Radikal
feministler, tarihte görülen cadı avı pratiklerini, patriarkanın kadınlar
üzerinde zorla kontrol tesis etmek ve modern toplumun ilk döneminde yaşayan
erkeklerin bir şekilde yabanî bulunan kadın cinselliği üzerinde sahip oldukları
hâkimiyetlerine yönelik tehdidi ortadan kaldırmak için ihtiyaç duyduğu bir araç
olarak değerlendiriyorlar. Bu değerlendirmelerde, kadınların ebe veya şifacı
olarak sahip oldukları, “yasaya aykırı” bir biçimde tatbik edilen iyileştirme
pratikleri üzerinde duruluyor.

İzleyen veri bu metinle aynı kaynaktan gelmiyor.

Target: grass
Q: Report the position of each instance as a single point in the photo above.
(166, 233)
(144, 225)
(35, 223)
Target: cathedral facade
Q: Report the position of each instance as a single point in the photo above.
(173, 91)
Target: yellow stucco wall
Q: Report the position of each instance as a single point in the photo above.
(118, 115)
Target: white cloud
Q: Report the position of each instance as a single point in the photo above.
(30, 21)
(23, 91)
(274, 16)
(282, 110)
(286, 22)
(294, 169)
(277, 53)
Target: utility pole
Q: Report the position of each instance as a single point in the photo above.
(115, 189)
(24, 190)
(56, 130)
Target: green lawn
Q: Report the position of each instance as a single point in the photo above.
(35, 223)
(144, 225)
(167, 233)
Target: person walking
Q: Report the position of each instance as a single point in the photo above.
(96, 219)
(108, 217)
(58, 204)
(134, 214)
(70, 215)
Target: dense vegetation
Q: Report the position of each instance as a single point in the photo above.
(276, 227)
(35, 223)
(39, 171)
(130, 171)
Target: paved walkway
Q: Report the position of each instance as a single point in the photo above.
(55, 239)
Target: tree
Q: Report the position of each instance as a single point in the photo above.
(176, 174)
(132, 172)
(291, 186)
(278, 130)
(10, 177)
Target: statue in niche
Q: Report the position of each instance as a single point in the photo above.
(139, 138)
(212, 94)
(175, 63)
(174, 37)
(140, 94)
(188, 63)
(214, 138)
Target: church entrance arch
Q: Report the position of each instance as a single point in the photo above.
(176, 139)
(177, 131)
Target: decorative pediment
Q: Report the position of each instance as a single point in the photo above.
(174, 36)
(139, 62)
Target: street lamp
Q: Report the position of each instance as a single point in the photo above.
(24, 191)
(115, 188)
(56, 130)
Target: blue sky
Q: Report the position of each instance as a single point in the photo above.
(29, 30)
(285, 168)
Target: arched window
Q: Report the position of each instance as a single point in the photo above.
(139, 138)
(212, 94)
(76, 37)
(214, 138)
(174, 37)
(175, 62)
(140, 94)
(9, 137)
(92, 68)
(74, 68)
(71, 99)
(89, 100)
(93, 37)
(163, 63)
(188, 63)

Hristiyanlık dışında duran, doğurganlıkla
alakalı inanışlara sahip rahibeler gibi kimi kadınların sergiledikleri
becerilerin erkek egemenliğini tehdit ettiği veya kadınların bu tür pratiklerle
ekonomi alanında erkeklere güçlük çıkarttıkları düşünülüyor.
Bu
tür değerlendirmeler, daha çok, suçlanan kadınlara karşı kullanılan hukukî
usullerin yol açtığı korkuya vurgu yapıyor ve bu noktada, direğe bağlanmış
cadıların yakılarak öldürülmesinden veya onların işkenceye maruz kalmasından
bahsediyorlar.
Radikal
feministler, cadı avını kadın düşmanlığı veya kadının cinselliğine yönelik
korku üzerinden izah ediyorlar ve cadı avının sebebinin bu korku ve düşmanlık
olduğunu düşünüyorlar.
Radikal
feministler, bu iddialarını, genelde 1486 yılında yayımlanmış olan, Heinrich
Kramer isminde Dominikan tarikatı mensubu bir Engizisyon mahkemesi üyesince
kaleme alınmış olan Malleus maleficarum isimli risaleye dayandırıyorlar
ve risalenin cadılara yönelik olarak uygulanan, yukarıdan gelen talimatlarla
yürütülen katliamın arkasındaki itici güç olarak elitler arasındaki kadın
düşmanlığının kanıtı olduğunu söylüyorlar. Risaleye ilişkin analizlerde ise
Kramer’in “maleficarum” [“dişi şeytanlar”] tabirini eserin ismi olarak
tercih etmesi üzerinde duruluyor. Radikal feministlerin önemsediği bir husus da
kitapta geçen şu soru ve ona verilen cevap: “Kadınlar, neden bu türden zararlı
büyü işleriyle meşgul oluyorlar?” Kramer, bu soruya şu cevabı veriyor: “Çünkü
kadında hiçbir zaman tatmin edilemeyen, bedensel bir şehvet mevcut.”
Cadı
avı ile ilgili radikal feminist yorumların önemli bir bölümü, akademi dışı
feminist aktivizmin ürünü. Söz konusu yorumlar, bu anlamda, sırf yürütülen
polemiklerde ve tartışmalarda belirli bir anlamı ve işlevi var, ama tarihsel
açıdan tümüyle yanlış.
Birinci
dalga feminizm, cadı avı konusunda benzer bir değerlendirmede bulunmuş.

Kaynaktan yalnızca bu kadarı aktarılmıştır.